Generated predictions + default probabilities for new applicants (scalable to 5,000+ at once).
3️⃣ Dashboard (Power BI)
- Imported Python-cleaned dataset into Power BI.
- Built DAX measures:
Default ProbabilityActual Loss(observed defaults)Expected Loss= Exposure × PD × LGD
- Designed an interactive Credit Risk Dashboard with slicers for Loan Intent, Loan Grade, and Income Range.
- Good Loans %: 78.18%
- Default Rate: 22%
- Predicted Defaults: 21.82%
- Expected Loss: $68.16M
- Total Loan Amount at Risk: $77M
- Top risky purposes: Debt Consolidation (29%), Medical (27%), Home Improvement (26%)
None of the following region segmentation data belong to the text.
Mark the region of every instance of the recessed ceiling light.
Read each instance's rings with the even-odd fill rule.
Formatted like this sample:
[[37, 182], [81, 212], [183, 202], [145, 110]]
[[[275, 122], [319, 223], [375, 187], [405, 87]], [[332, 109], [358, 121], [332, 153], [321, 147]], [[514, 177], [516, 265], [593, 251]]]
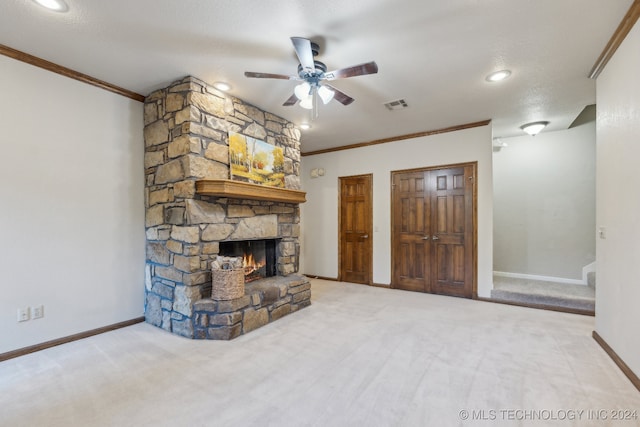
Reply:
[[69, 6], [64, 2], [64, 0], [33, 0], [38, 3], [42, 7], [46, 7], [49, 10], [53, 10], [54, 12], [66, 12], [69, 10]]
[[229, 83], [225, 83], [225, 82], [215, 82], [213, 84], [213, 87], [215, 87], [216, 89], [221, 90], [223, 92], [231, 90], [231, 85]]
[[520, 129], [527, 132], [531, 136], [536, 136], [542, 129], [544, 129], [549, 122], [532, 122], [526, 125], [520, 126]]
[[495, 73], [489, 74], [486, 77], [486, 80], [488, 82], [499, 82], [499, 81], [502, 81], [502, 80], [506, 79], [510, 75], [511, 75], [511, 71], [509, 71], [509, 70], [500, 70], [500, 71], [496, 71]]

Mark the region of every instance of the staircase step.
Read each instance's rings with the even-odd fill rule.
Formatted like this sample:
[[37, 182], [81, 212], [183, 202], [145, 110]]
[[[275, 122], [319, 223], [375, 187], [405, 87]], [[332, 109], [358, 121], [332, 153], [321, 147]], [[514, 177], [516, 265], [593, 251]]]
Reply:
[[525, 294], [513, 291], [494, 289], [491, 291], [491, 298], [498, 301], [518, 302], [532, 305], [548, 305], [553, 307], [563, 307], [576, 310], [595, 311], [595, 300], [577, 297], [559, 297], [554, 295]]

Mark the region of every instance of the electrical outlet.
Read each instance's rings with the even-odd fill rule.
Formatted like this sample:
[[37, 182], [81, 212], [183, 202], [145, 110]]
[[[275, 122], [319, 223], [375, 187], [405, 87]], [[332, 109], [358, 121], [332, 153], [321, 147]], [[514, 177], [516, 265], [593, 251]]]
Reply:
[[35, 307], [31, 307], [32, 319], [41, 319], [43, 317], [44, 317], [44, 305], [37, 305]]
[[18, 309], [18, 322], [26, 322], [29, 320], [29, 307], [22, 307]]

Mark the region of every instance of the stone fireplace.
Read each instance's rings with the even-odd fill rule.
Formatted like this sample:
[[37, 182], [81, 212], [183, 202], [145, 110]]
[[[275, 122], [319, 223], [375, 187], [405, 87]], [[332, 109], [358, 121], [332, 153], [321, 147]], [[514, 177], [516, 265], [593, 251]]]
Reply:
[[[297, 274], [299, 130], [194, 77], [150, 94], [144, 119], [147, 322], [231, 339], [308, 306], [309, 282]], [[285, 189], [229, 181], [230, 131], [283, 148]], [[256, 246], [270, 264], [254, 266], [245, 296], [212, 300], [211, 261]]]
[[276, 245], [279, 239], [231, 240], [220, 242], [221, 256], [242, 258], [244, 281], [266, 279], [278, 275]]

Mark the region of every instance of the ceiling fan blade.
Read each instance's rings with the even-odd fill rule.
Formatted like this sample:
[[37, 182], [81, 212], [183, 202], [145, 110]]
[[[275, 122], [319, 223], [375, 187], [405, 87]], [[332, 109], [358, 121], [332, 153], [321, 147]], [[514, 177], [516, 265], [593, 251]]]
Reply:
[[305, 71], [314, 71], [316, 66], [313, 62], [313, 51], [311, 50], [311, 41], [302, 37], [291, 37], [293, 48], [300, 60], [300, 64]]
[[295, 76], [285, 76], [284, 74], [271, 74], [271, 73], [254, 73], [253, 71], [245, 71], [245, 77], [252, 77], [255, 79], [282, 79], [282, 80], [299, 80]]
[[353, 101], [355, 101], [355, 99], [351, 98], [346, 93], [339, 91], [338, 89], [336, 89], [335, 87], [333, 87], [331, 85], [328, 85], [328, 84], [325, 83], [324, 86], [328, 87], [329, 89], [331, 89], [334, 92], [333, 99], [335, 99], [336, 101], [338, 101], [342, 105], [349, 105]]
[[378, 72], [378, 64], [375, 61], [354, 65], [353, 67], [341, 68], [335, 71], [324, 73], [326, 80], [345, 79], [347, 77], [365, 76]]
[[285, 107], [289, 107], [291, 105], [295, 105], [296, 102], [298, 102], [298, 97], [296, 96], [296, 94], [294, 93], [293, 95], [291, 95], [289, 97], [289, 99], [287, 99], [286, 101], [284, 101], [284, 104], [282, 104]]

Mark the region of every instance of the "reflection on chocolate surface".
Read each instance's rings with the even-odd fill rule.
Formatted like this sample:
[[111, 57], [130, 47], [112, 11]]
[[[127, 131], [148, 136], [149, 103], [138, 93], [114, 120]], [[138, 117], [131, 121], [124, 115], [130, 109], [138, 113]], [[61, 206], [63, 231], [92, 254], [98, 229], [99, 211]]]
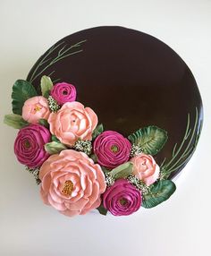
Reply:
[[[45, 67], [44, 73], [33, 81], [38, 90], [41, 76], [53, 72], [53, 81], [59, 79], [59, 81], [74, 84], [77, 100], [95, 110], [106, 130], [114, 130], [125, 136], [151, 124], [166, 130], [168, 141], [156, 156], [158, 164], [165, 158], [172, 158], [175, 143], [181, 145], [188, 115], [193, 130], [197, 108], [196, 132], [191, 141], [190, 134], [182, 148], [185, 149], [189, 146], [188, 161], [195, 149], [203, 114], [196, 81], [182, 59], [160, 40], [122, 27], [98, 27], [77, 32], [56, 43], [55, 46], [62, 43], [57, 51], [50, 54], [46, 51], [43, 56], [49, 54], [48, 57], [53, 59], [65, 45], [64, 50], [84, 39], [80, 47], [73, 48], [83, 51], [47, 68], [47, 61], [38, 66], [39, 59], [27, 80], [31, 79], [36, 69], [38, 73]], [[175, 162], [184, 152], [182, 149]], [[179, 167], [172, 177], [187, 161], [175, 165]]]

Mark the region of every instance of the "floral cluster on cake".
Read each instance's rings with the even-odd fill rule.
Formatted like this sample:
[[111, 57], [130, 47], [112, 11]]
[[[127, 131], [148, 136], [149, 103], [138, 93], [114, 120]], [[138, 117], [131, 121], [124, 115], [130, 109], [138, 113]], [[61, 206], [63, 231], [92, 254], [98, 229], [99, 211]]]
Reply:
[[13, 112], [4, 123], [19, 129], [14, 153], [40, 184], [43, 201], [63, 215], [92, 209], [131, 215], [175, 191], [154, 156], [167, 132], [155, 125], [127, 138], [105, 131], [95, 111], [77, 101], [77, 86], [41, 78], [41, 95], [27, 81], [13, 87]]

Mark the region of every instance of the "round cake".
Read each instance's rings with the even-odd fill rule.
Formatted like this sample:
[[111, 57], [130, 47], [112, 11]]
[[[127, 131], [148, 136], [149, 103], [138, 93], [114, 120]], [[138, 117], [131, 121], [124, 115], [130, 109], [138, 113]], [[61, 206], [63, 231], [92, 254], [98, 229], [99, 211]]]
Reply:
[[[184, 61], [157, 38], [122, 27], [85, 30], [47, 50], [27, 81], [40, 91], [44, 74], [74, 84], [77, 100], [95, 110], [105, 130], [124, 136], [148, 125], [167, 131], [168, 141], [156, 156], [160, 165], [172, 161], [183, 143], [168, 166], [173, 166], [171, 177], [191, 157], [202, 124], [200, 94]], [[184, 141], [188, 123], [191, 134]]]
[[68, 217], [128, 216], [175, 192], [203, 121], [186, 64], [160, 40], [98, 27], [55, 43], [13, 87], [18, 161]]

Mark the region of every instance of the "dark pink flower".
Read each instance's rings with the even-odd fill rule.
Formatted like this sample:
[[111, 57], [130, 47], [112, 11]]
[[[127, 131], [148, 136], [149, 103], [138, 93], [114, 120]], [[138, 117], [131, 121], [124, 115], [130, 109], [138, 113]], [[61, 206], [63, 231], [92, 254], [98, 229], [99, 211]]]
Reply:
[[102, 132], [94, 141], [97, 162], [108, 168], [114, 168], [127, 162], [131, 149], [131, 144], [128, 139], [114, 131]]
[[74, 85], [67, 82], [56, 83], [51, 90], [50, 94], [59, 105], [75, 101], [76, 99], [76, 89]]
[[40, 124], [30, 124], [21, 129], [14, 141], [14, 153], [20, 163], [39, 167], [49, 157], [44, 145], [50, 141], [49, 131]]
[[140, 208], [141, 192], [127, 180], [119, 179], [103, 194], [103, 204], [113, 215], [130, 215]]

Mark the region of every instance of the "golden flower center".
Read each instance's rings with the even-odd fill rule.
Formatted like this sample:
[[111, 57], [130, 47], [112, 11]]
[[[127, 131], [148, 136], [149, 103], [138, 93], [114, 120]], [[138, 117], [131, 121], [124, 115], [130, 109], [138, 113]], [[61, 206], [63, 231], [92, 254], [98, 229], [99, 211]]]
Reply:
[[112, 152], [114, 152], [114, 153], [117, 153], [117, 152], [119, 151], [119, 148], [118, 148], [117, 145], [112, 145], [111, 150], [112, 150]]
[[73, 183], [72, 181], [65, 181], [62, 193], [64, 195], [71, 195], [73, 191]]
[[38, 106], [38, 105], [37, 105], [35, 107], [34, 107], [34, 111], [35, 112], [38, 112], [39, 110], [41, 110], [42, 109], [42, 107], [40, 107], [40, 106]]

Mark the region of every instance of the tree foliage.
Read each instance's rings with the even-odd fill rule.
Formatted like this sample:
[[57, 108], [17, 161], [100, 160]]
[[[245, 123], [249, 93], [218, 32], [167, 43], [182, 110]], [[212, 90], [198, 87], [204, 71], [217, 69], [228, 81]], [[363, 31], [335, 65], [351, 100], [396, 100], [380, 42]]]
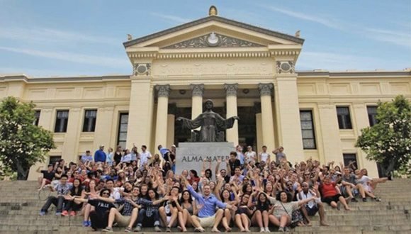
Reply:
[[30, 167], [55, 148], [52, 133], [34, 124], [35, 106], [9, 96], [0, 104], [0, 168], [27, 179]]
[[379, 162], [385, 174], [394, 170], [410, 173], [410, 101], [399, 95], [392, 102], [378, 102], [376, 119], [376, 124], [361, 129], [356, 147], [367, 153], [367, 159]]

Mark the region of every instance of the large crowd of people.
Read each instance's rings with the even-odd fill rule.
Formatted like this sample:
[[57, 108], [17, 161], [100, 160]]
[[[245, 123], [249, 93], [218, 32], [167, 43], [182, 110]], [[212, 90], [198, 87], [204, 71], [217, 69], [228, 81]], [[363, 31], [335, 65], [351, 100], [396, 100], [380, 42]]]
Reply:
[[282, 147], [270, 152], [263, 146], [257, 154], [251, 146], [243, 150], [240, 145], [215, 168], [204, 162], [201, 172], [176, 174], [175, 145], [159, 145], [158, 150], [152, 155], [145, 145], [133, 145], [106, 152], [101, 145], [94, 156], [88, 150], [79, 162], [60, 160], [47, 169], [39, 167], [39, 191], [57, 191], [40, 215], [54, 204], [56, 216], [81, 216], [84, 226], [106, 232], [114, 225], [126, 232], [142, 227], [220, 232], [234, 225], [241, 232], [249, 232], [251, 226], [261, 232], [272, 227], [288, 231], [311, 225], [310, 216], [317, 213], [320, 225], [328, 225], [325, 206], [350, 211], [357, 198], [380, 201], [373, 191], [388, 179], [371, 178], [354, 163], [322, 165], [309, 159], [293, 165]]

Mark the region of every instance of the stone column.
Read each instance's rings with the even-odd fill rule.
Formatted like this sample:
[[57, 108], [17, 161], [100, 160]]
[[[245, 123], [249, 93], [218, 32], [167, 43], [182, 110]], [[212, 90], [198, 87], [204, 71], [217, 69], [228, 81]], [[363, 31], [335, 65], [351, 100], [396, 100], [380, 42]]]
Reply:
[[320, 155], [320, 161], [322, 164], [331, 161], [338, 164], [343, 161], [343, 158], [335, 106], [319, 104], [318, 113], [324, 149], [324, 155]]
[[[227, 118], [237, 116], [237, 90], [238, 84], [225, 84], [226, 101], [227, 101]], [[227, 142], [232, 142], [234, 145], [238, 145], [238, 123], [235, 121], [232, 128], [225, 130], [226, 140]]]
[[167, 147], [169, 149], [174, 144], [174, 123], [176, 123], [176, 116], [174, 114], [167, 115]]
[[304, 160], [304, 152], [297, 75], [295, 73], [277, 74], [275, 94], [278, 107], [276, 109], [276, 113], [278, 119], [278, 128], [281, 128], [278, 142], [284, 147], [285, 153], [289, 156], [288, 160], [300, 162]]
[[[274, 125], [271, 105], [272, 89], [273, 84], [271, 83], [259, 84], [261, 103], [261, 129], [264, 129], [262, 143], [264, 145], [266, 145], [269, 152], [274, 149]], [[259, 150], [259, 149], [258, 150]], [[271, 160], [274, 160], [274, 158], [273, 157]]]
[[[364, 103], [356, 103], [354, 104], [354, 118], [355, 120], [354, 124], [356, 126], [356, 139], [358, 138], [359, 135], [361, 135], [361, 130], [369, 127], [369, 121], [367, 113], [366, 106]], [[357, 160], [358, 166], [360, 168], [366, 168], [368, 172], [368, 176], [378, 178], [378, 170], [377, 169], [377, 164], [375, 162], [368, 160], [366, 158], [366, 154], [365, 152], [362, 151], [360, 148], [357, 150]]]
[[257, 154], [261, 151], [263, 147], [263, 128], [262, 128], [262, 118], [261, 118], [261, 107], [260, 103], [254, 103], [255, 110], [255, 120], [256, 120], [256, 135], [257, 135], [257, 145], [254, 149]]
[[159, 145], [167, 147], [167, 123], [169, 94], [170, 86], [168, 84], [157, 85], [157, 115], [156, 121], [155, 145], [157, 149]]
[[94, 131], [94, 148], [98, 149], [100, 145], [106, 145], [104, 150], [111, 147], [114, 149], [114, 143], [111, 141], [111, 131], [114, 113], [114, 106], [101, 107], [97, 110], [96, 120], [96, 130]]
[[194, 119], [203, 113], [204, 84], [191, 84], [191, 87], [193, 91], [191, 96], [191, 119]]
[[133, 143], [146, 145], [149, 150], [152, 145], [152, 124], [154, 108], [154, 88], [150, 76], [132, 76], [130, 105], [128, 107], [128, 126], [127, 145]]
[[83, 123], [81, 111], [84, 111], [80, 107], [71, 108], [69, 110], [67, 131], [64, 134], [64, 143], [62, 149], [62, 158], [68, 162], [77, 162], [79, 156], [79, 139], [83, 126], [82, 124], [79, 124], [79, 123]]

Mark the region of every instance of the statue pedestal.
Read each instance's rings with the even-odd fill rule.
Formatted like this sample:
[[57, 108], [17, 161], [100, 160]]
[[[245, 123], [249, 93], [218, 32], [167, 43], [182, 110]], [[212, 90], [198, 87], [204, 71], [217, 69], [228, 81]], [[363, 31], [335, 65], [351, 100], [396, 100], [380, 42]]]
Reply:
[[[201, 177], [203, 162], [211, 160], [213, 179], [215, 178], [215, 165], [217, 160], [222, 162], [220, 169], [225, 169], [225, 160], [230, 158], [230, 152], [235, 151], [233, 143], [181, 143], [176, 149], [176, 174], [181, 174], [184, 169], [195, 169], [198, 177]], [[206, 169], [210, 162], [207, 162]]]

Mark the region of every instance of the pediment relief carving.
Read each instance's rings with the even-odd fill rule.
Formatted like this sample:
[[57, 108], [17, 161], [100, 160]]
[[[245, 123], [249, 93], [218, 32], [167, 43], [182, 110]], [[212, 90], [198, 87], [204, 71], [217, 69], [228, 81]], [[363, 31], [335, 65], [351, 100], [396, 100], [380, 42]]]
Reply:
[[242, 39], [235, 38], [227, 35], [211, 33], [202, 36], [184, 40], [164, 49], [181, 48], [203, 48], [212, 47], [221, 48], [241, 48], [241, 47], [264, 47], [264, 45], [252, 43]]

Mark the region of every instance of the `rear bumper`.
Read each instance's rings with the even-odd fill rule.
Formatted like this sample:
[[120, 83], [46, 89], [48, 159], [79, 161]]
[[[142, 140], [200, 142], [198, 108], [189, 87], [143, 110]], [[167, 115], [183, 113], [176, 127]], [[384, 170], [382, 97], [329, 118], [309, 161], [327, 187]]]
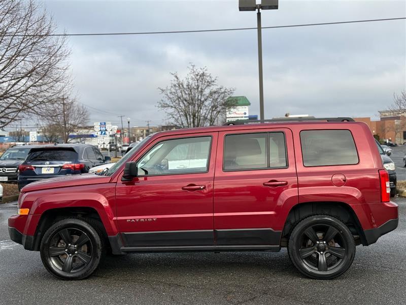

- Highest risk employment category: New Employees (0–2 yrs, 30%)
📊 Key Insights
Higher Loan Grades (F, G) have default rates > 70%.
Debt Consolidation loans form the largest share of defaults.
Loan-to-Income ratio and Interest Rate are the strongest predictors of default.
Employment Category shows higher defaults among early-career borrowers.
XGBoost model outperformed Random Forest in recall for defaults.
🚀 How to Run
Clone this repo.
Load the SQL scripts in PostgreSQL to clean & prep data.
Run model_training.ipynb in Python to train & evaluate models.
Open the Power BI file (Loan Defaulters Final.pbix) to interact with the dashboard.
📌 Next Steps (Future Improvements)
Deploy ML model as a Flask API for real-time scoring.
Connect API to Power BI for live scoring dashboards.
Add survival analysis for loan tenure risk.
Experiment with Neural Networks (TabNet, AutoML) for further improvement.
✨ This project demonstrates the integration of SQL, ML, and BI to deliver a full-stack analytics solution for credit risk management.